Tango opens his jaws and clamps them down on her fingers, biting hard enough to draw blood.
Cleo yelps, dropping him hard on the ground. Tango gasps, the breath knocked out of him, the backpack digging into his shoulders the only thing preventing him from hitting his head on the ground. He scrambles, flipping over onto his hands and knees, only for a foot to come down hard on his back, pushing him back to the floor. Cleo continues to press down with more strength than any human should have, and Tango can’t breathe, and it’s all he can do to squeeze his eyes and lips shut and cover his ears and try not to give in—
He hears something crack. At first, he thinks it’s his spine, but there’s an odd twinkling sound to it, and that’s when he remembers: his backpack is full of tunguskite crystals.

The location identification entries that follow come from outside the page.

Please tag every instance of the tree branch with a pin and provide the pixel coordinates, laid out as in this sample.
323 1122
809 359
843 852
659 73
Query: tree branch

He blinks his eyes open just in time to see the world fall apart, colourful shards of light piercing his vision so sharply he thinks he may pass out from that alone, the ship coming apart around him, reality fully undone, and Tango is falling into an endless white-colour-void—
And then he lands in his body in the medbay and Beef is standing in front of him, preparing to head through the door.
“I’m going to do my best,” Beef says, and Tango should say something, should warn him not to leave, but he’s frozen, unable to process what’s just happened.
The door slides shut. Tango stands in silence for a long, long moment.
“Tango?” Impulse calls. “Are you alright?”
Tango takes a breath. “Impulse, what I’m about to tell you is going to sound insane,” he says, “but I need you to believe me.”
“Everything you tell me sounds insane. What’s happening?”
“I think I just time travelled.”
Chapter 11
Summary:
[Connection terminated.]
Notes:
Hello everyone I am so tired. Woe! Final chapter be upon ye!
(See the end of the chapter for more notes.)
Chapter Text
“Okay, yeah, wow, that does sound insane.”
“You said you’d believe me!”
“I never said I didn’t! But— time travel?”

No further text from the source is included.